My last day was March, I don't know what day, 2014. On my last day I did what any respectable employee of a monolithic-peasant-fuck-machine would do and I put a microwavable popcorn pack in the microwave and turned it on high for as long as the piece of shit would go for and walked away.

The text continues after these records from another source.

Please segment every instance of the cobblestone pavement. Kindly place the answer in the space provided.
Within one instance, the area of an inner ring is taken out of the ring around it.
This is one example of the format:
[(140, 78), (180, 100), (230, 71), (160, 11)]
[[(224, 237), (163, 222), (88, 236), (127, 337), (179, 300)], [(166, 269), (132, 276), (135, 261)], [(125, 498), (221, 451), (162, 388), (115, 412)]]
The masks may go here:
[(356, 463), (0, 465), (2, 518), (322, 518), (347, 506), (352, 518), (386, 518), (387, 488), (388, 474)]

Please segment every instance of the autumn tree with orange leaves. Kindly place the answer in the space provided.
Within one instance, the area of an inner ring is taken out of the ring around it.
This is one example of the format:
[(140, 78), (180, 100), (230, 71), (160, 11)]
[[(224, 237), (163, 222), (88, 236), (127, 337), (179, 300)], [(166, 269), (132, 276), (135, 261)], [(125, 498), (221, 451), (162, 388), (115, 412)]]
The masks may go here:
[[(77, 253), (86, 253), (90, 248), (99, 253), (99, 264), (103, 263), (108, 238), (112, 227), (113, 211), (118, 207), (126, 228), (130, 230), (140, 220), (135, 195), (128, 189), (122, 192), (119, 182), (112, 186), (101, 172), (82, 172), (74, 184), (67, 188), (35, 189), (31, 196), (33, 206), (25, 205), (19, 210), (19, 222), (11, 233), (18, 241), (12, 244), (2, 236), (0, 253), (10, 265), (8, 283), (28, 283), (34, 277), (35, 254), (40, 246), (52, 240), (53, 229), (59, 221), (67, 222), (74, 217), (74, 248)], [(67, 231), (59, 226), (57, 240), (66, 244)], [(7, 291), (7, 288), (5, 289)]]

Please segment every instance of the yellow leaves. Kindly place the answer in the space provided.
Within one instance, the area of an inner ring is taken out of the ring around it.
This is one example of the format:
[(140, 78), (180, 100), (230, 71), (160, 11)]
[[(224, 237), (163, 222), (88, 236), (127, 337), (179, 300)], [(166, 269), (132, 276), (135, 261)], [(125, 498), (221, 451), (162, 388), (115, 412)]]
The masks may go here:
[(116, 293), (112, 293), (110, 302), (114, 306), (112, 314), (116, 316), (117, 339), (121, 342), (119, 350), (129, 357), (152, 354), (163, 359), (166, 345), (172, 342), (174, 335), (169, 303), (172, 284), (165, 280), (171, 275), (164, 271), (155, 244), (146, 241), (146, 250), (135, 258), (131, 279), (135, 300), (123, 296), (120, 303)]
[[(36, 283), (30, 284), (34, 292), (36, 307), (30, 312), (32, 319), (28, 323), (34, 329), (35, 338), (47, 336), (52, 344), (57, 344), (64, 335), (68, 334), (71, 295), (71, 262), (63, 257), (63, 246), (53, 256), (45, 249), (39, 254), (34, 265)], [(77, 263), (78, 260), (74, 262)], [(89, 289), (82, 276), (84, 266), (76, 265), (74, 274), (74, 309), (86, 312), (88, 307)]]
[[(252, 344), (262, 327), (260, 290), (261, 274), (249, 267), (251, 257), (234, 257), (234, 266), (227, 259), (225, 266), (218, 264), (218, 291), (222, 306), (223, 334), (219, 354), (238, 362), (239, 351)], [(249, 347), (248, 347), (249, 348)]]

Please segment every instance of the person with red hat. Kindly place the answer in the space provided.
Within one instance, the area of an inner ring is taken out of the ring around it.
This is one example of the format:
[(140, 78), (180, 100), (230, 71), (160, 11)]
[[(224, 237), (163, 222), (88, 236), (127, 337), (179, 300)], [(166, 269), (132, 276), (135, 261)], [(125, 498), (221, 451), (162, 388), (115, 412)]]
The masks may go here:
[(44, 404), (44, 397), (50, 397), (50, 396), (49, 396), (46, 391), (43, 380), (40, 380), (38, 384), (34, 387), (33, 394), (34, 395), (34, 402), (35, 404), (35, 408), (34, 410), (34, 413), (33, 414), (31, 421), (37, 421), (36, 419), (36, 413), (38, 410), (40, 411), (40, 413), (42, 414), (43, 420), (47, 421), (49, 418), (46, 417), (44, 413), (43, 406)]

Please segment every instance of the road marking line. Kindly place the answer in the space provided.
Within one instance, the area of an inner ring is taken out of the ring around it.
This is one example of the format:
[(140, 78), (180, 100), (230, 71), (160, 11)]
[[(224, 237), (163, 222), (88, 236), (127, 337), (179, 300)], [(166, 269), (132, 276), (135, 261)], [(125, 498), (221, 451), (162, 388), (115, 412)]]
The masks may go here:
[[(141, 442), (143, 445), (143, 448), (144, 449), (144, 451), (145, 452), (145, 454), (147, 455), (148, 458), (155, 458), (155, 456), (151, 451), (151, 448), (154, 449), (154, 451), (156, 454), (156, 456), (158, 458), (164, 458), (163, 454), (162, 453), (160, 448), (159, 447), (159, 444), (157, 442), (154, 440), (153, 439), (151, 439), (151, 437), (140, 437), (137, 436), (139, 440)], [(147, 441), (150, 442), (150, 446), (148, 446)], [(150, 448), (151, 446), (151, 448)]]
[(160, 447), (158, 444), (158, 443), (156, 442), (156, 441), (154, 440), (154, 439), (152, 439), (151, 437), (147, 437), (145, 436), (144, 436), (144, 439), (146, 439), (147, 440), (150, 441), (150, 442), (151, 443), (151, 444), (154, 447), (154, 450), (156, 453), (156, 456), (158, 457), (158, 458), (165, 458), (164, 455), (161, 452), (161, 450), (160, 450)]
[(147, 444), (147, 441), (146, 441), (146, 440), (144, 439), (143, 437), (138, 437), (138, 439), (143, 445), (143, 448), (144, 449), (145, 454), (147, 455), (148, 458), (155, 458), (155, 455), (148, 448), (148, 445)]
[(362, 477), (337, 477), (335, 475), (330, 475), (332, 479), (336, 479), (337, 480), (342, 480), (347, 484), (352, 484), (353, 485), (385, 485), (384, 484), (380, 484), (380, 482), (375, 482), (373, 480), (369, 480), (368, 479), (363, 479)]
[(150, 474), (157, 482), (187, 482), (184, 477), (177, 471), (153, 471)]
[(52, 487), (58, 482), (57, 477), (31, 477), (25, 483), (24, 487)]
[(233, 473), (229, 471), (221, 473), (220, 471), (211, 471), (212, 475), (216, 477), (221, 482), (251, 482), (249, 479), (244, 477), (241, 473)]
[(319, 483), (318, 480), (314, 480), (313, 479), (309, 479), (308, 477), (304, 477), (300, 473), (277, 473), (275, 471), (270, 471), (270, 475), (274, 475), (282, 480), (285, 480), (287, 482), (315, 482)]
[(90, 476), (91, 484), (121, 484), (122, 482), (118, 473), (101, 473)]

I waited at my desk for about an hour before I would dare walk past the breakroom again. There were several ladies standing outside of the breakroom muttering obscenities. The smell was horrible. You could cut the smell with a spoon, if you were allowed to have one at your desk. Below you'll find the play by play I sent my brother via text. It was great.
Pete:
Run to work, check
Burn popcorn, pending
Seth:
Ha ha
Pete:
Popcorn, check
Seth:
So what happened? Any reactions?
Pete:
I just started it and walked away
Seth:
Ha ha
Pete:
5 min on high
I smell popcorn
Seth:
Ha
Pete:
No mass email yet
Oh shit
It stinks
Seth:
Ha ha
Pete:
Everyone's talking about it!
5 min is the magic number to burn popcorn
The whole floor smells bad
Seth:
I'm cracking up over here
Pete:
Good thing I didn't put it all the way to 6 min
Seth:
Ha ha
Pete:
This place is fucked
Seth:
Is it really that bad?
Pete:
I'm two isles from the farthest away
And it's strong
Seth:
Ha ha
Pete:
I got one more pack
Seth:
Oh man
Pete:
I'll drop that one down stairs
Seth:
Yes
Pete:
Too bad I can't upper deck* the joint
Seth:
Oh man
Seth:
Any updates?
Pete:
No
The smell is clearing up
*an upper decker is when one goes number 2 into the tank of a toilet.